Selon Robert Enderle (Enderle Group), le “plus gros problème” reste financier, tant le groupe perd d’argent. Son confrère Trip Chowdry (Global Equities Research) estime que la valeur de l’entreprise –près de 70 milliards de dollars calculée en fonction des levées de fonds auprès des investisseurs– est totalement excessive, jugeant plus raisonnable une estimation de “2 à 3 milliards”.

‘Se réinventer’

L’analyste Jack Gold (J. Gold Associates) relativise. Uber ne “semble pas se préoccuper de l’argent qu’il perd” justement parce que le groupe est bien financé. Quant à une valeur qui serait surestimée, ils ne sont “pas les seuls”.
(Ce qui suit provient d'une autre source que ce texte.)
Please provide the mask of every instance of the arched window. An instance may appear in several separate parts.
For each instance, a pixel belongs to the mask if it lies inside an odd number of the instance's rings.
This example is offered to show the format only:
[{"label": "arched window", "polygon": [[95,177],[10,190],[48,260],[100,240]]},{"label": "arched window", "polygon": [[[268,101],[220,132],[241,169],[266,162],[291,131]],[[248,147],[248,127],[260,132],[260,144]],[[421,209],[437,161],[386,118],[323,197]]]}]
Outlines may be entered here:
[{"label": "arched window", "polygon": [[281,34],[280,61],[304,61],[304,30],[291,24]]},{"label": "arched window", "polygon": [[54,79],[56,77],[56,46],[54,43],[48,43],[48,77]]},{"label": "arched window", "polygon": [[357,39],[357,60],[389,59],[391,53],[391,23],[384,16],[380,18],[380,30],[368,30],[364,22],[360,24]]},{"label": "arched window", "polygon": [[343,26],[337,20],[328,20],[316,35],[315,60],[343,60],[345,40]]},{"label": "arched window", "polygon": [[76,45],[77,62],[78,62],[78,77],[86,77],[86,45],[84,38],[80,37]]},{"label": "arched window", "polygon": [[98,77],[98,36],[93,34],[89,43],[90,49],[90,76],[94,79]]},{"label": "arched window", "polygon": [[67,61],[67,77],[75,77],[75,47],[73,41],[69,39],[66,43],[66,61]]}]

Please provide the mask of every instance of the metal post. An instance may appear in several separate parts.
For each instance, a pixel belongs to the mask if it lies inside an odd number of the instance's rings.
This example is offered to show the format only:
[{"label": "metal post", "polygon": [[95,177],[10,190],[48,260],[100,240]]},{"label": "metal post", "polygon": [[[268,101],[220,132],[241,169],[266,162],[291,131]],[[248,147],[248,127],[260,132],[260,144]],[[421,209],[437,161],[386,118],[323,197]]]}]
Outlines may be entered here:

Bien sûr, Uber doit “régler ses problèmes” de management et autres conflits (avec ses chauffeurs ou avec les autorités de certains pays) car “quand on a des salariés mécontents mais aussi des chauffeurs, sur le long terme, ça ne marche pas”.
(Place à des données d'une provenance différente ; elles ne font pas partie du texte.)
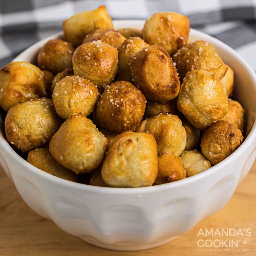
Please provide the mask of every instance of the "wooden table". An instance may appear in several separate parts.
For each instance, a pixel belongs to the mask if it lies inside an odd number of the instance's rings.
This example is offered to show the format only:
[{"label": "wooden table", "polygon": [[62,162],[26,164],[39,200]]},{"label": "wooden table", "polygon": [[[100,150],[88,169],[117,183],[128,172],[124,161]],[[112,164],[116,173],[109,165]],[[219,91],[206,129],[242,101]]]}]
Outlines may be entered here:
[{"label": "wooden table", "polygon": [[[0,255],[255,255],[255,196],[256,162],[227,205],[213,216],[202,220],[187,233],[165,245],[140,251],[117,252],[87,244],[35,213],[23,202],[1,167]],[[199,239],[204,238],[201,235],[197,236],[201,228],[208,230],[233,228],[237,232],[239,228],[250,228],[251,235],[248,238],[249,241],[239,245],[238,249],[250,251],[199,251],[201,248],[197,246],[197,241]],[[209,238],[215,239],[212,237]]]}]

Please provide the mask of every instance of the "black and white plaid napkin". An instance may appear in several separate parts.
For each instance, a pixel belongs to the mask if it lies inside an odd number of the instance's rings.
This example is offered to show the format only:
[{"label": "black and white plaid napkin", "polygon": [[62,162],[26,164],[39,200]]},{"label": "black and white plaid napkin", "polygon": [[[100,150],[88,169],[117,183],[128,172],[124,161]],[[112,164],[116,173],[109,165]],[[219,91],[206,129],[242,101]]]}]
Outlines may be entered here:
[{"label": "black and white plaid napkin", "polygon": [[191,27],[226,43],[256,70],[255,0],[0,0],[0,68],[60,31],[64,20],[102,5],[113,19],[146,19],[161,11],[187,15]]}]

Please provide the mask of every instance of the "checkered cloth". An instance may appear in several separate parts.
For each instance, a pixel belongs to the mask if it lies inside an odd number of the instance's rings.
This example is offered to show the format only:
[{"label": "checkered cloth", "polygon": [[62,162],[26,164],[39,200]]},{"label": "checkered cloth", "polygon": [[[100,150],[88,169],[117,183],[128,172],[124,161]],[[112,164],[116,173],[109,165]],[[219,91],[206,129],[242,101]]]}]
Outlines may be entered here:
[{"label": "checkered cloth", "polygon": [[65,19],[102,5],[113,19],[161,11],[187,15],[191,27],[229,45],[256,70],[256,0],[0,0],[0,68],[61,31]]}]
Pour Jan Dawson du cabinet Jackdaw, le fait que le conseil d’administration ait approuvé les recommandations des avocats montre que “Uber compte enfin sérieusement changer les choses”.

Certes, Uber “n’est pas du tout clair et concentré” sur sa stratégie mais “Google non plus !”, note l’analyste, qui pense que ce type d’entreprise, qui dispose de beaucoup d’argent, peut se permettre d’investir dans divers projets sans nécessairement être tenue par une obligation de résultat.

Pour MM. Gold et Chowdry, Uber doit “se réinventer”. Mais si le second a des doutes sur les capacités du groupe à le faire, le premier note qu’il a déjà commencé, au travers de ses projets “de voitures autonomes ou de location de camions”.

“Amazon a mis des années et des années à gagner de l’argent”, poursuit-il, “et ils avaient simplement commencé par vendre des livres…”.

Quant à la concurrence, Jack Gold ne s’en inquiète pas. “Aucune entreprise n’a la taille d’Uber”, dit-il. Aux Etats-Unis, Uber n’a guère qu’un seul rival, Lyft, qui, s’il jouit d’une meilleure image, est de taille bien plus modeste que le numéro un mondial.

Reste un problème très difficile pour Uber, selon les analystes: le sort du PDG Travis Kalanick. “Il a fait des choses idiotes, mais en même temps, il est celui qui a fait d’Uber ce qu’il est aujourd’hui”, dit Jack Gold.

Travis Kalanick a proposé dimanche à son conseil d’administration de se mettre temporairement en retrait de ses fonctions, mais aucune décision n’a encore été prise, écrit la presse.

Même si, de l’avis des analystes, il est responsable de beaucoup de problèmes, pour Jack Gold, “il ne peut pas s’en aller”. “Car il n’y a personne pour le remplacer.”